When the identical analyses were conducted controlling for error rates on the Flanker task, the ANCOVA revealed a significant effect of Diagnostic group, F(1, 36) = 5.01, p = .03, and a trend for an interaction between Diagnostic and VIQ groups, F(1,36) = 3.05, p = .09. Specifically, controlling for error rates, children in the HFA group had significantly larger amplitude ERNs averaged across sites compared to children in the control group. The interaction effect reflected the same pattern as in the original analyses, such that among children in the high VIQ group, those with HFA had significantly larger amplitude ERNs compared to those in the control group (F(1, 16) = 16.77, p = .001). There were no significant differences between the Diagnostic groups among the children in the relatively low VIQ group (F(1, 19) = .09, ns). Among the HFA children, those with relatively high VIQ had significantly larger ERNs compared to those with low VIQ (F(1, 21) = 4.58, p = .04). VIQ was unrelated to differences in the ERN among children in the control group (F(1, 14) = .16, ns).

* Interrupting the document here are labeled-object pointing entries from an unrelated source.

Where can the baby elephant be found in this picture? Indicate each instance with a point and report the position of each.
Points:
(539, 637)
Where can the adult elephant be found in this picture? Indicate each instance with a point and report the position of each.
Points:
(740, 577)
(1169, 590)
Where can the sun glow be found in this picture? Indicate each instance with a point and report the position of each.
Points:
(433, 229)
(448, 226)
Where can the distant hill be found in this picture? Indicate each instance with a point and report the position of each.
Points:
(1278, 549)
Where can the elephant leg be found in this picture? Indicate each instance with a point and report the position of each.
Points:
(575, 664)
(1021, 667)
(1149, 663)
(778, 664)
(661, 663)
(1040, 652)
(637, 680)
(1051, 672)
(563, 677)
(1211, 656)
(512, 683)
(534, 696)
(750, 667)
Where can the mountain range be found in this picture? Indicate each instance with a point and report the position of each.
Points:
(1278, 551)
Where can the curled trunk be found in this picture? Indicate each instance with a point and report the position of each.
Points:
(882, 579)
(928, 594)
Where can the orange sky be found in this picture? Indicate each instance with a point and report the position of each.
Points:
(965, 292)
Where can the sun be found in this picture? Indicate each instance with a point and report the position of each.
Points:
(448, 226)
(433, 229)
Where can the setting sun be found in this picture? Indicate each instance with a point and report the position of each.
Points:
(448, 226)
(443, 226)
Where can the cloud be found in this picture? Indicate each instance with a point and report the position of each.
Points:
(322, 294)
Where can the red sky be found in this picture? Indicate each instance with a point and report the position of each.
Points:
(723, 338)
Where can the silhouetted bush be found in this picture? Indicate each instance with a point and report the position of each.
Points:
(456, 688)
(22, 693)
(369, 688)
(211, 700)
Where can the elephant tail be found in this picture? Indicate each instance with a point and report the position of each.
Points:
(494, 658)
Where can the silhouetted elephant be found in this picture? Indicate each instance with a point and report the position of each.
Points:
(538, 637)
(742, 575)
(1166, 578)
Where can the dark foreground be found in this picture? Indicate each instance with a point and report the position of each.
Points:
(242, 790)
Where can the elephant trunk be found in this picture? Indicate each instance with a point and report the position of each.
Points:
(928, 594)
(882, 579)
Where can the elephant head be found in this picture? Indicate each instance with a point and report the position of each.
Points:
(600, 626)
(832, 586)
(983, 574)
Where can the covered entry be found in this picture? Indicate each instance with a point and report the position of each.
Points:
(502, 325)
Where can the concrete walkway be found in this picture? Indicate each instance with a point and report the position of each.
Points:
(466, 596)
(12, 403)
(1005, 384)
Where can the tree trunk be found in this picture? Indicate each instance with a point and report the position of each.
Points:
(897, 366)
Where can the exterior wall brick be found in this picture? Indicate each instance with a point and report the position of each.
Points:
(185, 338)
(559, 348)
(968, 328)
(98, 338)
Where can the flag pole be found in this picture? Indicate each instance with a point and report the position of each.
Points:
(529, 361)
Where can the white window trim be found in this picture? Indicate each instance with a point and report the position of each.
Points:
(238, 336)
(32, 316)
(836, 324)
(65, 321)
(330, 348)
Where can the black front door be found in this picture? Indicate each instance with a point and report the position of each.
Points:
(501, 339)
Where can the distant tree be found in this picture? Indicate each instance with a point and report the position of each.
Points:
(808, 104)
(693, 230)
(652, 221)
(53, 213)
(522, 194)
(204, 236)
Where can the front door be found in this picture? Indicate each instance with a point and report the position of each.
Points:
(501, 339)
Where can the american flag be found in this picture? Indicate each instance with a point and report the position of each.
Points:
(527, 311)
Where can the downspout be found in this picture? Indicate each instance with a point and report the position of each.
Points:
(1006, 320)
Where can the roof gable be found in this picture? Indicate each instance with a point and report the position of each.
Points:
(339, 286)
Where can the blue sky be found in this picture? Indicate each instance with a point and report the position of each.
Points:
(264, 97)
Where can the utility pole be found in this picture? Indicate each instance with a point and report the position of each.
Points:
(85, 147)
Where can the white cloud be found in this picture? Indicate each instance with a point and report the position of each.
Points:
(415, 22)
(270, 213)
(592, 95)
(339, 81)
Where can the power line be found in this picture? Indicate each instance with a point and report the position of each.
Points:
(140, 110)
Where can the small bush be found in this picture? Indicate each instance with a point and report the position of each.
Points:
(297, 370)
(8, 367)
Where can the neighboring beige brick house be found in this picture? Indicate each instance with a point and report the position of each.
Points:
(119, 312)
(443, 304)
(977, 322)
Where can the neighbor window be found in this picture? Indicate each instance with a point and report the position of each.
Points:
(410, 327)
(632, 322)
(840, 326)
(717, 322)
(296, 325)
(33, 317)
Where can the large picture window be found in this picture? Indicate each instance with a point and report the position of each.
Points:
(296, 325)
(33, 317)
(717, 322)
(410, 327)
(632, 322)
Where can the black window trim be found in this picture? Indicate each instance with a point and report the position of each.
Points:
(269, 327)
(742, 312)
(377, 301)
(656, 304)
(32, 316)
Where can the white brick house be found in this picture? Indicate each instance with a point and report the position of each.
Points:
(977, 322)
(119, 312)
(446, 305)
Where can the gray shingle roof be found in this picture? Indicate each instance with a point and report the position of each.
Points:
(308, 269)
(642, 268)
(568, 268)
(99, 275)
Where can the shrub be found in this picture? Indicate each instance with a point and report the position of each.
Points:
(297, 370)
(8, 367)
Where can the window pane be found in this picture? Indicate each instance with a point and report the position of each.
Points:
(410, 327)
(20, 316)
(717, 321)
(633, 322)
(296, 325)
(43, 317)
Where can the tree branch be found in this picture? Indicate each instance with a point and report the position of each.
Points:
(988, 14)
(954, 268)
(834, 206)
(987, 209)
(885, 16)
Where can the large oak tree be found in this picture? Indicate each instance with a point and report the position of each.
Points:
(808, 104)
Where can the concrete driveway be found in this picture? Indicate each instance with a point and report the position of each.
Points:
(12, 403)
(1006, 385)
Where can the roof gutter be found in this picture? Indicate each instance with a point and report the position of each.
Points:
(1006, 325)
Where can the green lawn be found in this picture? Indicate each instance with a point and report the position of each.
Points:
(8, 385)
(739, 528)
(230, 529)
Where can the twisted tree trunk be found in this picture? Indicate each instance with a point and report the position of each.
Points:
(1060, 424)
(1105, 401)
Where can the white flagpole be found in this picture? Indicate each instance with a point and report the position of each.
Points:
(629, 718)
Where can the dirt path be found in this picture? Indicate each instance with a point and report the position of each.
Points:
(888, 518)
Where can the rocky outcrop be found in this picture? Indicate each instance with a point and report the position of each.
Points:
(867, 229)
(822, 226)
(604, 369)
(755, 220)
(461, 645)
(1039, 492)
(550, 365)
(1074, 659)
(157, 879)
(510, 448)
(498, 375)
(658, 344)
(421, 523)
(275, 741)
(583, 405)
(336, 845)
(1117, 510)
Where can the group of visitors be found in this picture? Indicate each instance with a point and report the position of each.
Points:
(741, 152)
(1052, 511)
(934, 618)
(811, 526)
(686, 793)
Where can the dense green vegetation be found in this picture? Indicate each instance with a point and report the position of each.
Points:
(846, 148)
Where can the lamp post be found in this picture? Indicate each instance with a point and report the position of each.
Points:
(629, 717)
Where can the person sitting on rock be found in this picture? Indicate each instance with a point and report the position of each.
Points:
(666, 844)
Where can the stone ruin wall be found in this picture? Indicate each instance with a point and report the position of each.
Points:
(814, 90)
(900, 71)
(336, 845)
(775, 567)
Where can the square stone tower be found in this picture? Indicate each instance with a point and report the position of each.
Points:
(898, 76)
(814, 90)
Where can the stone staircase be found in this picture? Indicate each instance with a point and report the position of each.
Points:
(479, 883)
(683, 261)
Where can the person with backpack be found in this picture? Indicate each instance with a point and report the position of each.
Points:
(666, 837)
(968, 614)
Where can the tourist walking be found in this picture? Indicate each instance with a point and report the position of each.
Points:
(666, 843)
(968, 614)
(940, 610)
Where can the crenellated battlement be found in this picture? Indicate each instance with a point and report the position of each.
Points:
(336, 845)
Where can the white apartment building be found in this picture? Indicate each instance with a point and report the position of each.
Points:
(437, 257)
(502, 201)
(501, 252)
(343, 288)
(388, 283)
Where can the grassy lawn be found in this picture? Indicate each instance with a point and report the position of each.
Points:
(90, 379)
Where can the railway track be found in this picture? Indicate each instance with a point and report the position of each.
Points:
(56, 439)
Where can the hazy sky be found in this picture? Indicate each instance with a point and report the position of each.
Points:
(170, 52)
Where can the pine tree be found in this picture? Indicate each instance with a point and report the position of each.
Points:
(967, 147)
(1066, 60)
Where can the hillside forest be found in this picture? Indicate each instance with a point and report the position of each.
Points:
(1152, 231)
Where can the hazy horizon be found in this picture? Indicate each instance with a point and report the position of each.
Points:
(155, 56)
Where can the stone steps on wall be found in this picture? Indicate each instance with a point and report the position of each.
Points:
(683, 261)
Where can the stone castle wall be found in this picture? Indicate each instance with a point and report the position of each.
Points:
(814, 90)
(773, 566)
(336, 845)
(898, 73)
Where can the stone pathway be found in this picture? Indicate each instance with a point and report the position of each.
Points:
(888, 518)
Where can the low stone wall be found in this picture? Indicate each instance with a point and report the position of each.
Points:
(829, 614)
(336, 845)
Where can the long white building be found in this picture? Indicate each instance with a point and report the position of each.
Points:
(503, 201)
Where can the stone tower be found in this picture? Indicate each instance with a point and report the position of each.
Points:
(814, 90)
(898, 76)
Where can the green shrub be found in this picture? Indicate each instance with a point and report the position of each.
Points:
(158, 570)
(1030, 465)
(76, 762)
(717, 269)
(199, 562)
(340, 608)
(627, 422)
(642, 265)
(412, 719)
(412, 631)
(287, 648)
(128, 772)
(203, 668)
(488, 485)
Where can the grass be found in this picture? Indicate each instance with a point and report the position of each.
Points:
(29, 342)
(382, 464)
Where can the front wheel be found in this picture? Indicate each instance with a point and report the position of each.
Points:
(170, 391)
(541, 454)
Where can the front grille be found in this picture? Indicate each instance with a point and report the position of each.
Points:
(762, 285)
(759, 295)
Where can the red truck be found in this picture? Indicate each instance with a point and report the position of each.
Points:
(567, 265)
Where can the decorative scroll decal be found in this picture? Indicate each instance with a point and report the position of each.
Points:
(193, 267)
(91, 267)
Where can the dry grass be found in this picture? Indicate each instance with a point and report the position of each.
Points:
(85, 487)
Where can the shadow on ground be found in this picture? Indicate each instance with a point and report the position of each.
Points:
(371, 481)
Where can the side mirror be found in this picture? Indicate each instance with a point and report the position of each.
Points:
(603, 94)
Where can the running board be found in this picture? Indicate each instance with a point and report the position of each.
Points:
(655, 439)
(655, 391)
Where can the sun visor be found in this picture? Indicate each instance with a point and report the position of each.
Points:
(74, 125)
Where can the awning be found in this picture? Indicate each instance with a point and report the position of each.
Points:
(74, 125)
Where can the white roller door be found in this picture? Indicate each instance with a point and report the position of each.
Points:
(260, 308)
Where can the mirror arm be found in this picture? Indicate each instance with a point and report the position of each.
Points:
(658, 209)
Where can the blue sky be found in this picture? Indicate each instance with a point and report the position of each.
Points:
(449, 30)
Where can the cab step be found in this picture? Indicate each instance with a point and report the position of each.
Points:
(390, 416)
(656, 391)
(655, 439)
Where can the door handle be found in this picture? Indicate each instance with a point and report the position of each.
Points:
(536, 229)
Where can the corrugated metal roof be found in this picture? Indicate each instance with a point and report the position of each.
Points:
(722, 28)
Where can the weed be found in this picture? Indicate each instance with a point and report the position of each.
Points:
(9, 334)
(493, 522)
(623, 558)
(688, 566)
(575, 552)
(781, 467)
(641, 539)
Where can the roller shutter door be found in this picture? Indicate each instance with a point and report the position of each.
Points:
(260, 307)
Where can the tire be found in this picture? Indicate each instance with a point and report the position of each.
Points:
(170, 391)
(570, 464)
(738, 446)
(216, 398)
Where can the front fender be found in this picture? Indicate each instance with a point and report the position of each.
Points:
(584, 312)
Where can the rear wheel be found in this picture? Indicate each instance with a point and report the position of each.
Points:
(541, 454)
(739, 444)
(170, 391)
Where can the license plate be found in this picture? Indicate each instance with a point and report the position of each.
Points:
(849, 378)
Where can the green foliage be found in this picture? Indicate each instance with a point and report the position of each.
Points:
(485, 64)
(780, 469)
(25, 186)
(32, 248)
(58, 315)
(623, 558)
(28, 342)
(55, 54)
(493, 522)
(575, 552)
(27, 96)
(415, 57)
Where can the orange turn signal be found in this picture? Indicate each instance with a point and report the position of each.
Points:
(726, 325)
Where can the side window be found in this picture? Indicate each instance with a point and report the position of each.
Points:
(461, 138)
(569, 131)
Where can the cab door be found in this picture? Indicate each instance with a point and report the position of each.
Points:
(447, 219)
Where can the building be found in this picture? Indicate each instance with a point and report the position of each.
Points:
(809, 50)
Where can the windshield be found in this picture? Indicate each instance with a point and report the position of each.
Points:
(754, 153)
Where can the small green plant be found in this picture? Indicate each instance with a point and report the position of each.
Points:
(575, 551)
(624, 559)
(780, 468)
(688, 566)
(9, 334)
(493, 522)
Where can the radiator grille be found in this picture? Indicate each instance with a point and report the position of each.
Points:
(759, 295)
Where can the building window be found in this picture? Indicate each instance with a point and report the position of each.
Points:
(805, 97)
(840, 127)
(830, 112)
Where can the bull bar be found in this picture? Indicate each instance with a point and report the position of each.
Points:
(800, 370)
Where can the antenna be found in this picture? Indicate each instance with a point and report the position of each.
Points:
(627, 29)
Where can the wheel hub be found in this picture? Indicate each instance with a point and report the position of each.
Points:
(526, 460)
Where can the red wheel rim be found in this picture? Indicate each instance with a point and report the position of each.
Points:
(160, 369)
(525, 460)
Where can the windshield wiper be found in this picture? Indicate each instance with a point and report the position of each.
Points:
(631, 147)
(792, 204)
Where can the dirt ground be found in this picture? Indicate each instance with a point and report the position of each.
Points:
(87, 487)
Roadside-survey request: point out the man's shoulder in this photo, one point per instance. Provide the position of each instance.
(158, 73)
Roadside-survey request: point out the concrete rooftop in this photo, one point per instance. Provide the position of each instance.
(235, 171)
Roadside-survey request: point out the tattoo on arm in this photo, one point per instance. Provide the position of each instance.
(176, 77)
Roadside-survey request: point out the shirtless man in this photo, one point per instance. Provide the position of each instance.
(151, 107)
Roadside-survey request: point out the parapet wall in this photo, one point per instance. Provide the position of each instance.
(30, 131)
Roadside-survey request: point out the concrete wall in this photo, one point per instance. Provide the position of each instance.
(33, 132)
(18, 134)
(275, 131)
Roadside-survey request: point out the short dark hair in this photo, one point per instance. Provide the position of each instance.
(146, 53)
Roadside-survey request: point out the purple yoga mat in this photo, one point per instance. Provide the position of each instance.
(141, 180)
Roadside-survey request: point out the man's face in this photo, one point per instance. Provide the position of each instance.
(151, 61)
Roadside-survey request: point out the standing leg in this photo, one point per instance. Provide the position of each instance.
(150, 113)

A repeated measures ANOVA was conducted to examine the effects of site, diagnostic group, and verbal IQ on the latency of the ERN. There was a main effect of diagnostic group (F(1,37) = 4.14, p < .05), such that the ERN peak amplitude was apparent slightly later (57 ms post response) for the HFA sample versus the control sample (34 ms post response). This effect of diagnostic group reduced to a trend (p = .08) when medication status was controlled for and reduced to non-significance when error rates were controlled.
To replicate and extend previous research (Haznedar et al., 2000; Ohnishi et al., 2000), a primary goal of this study was to examine the degree to which individual differences in ERN amplitudes, used as a neurophysiological index of self-monitoring, were related to differences in symptom presentation and social/emotional profiles among the children in the HFA sample.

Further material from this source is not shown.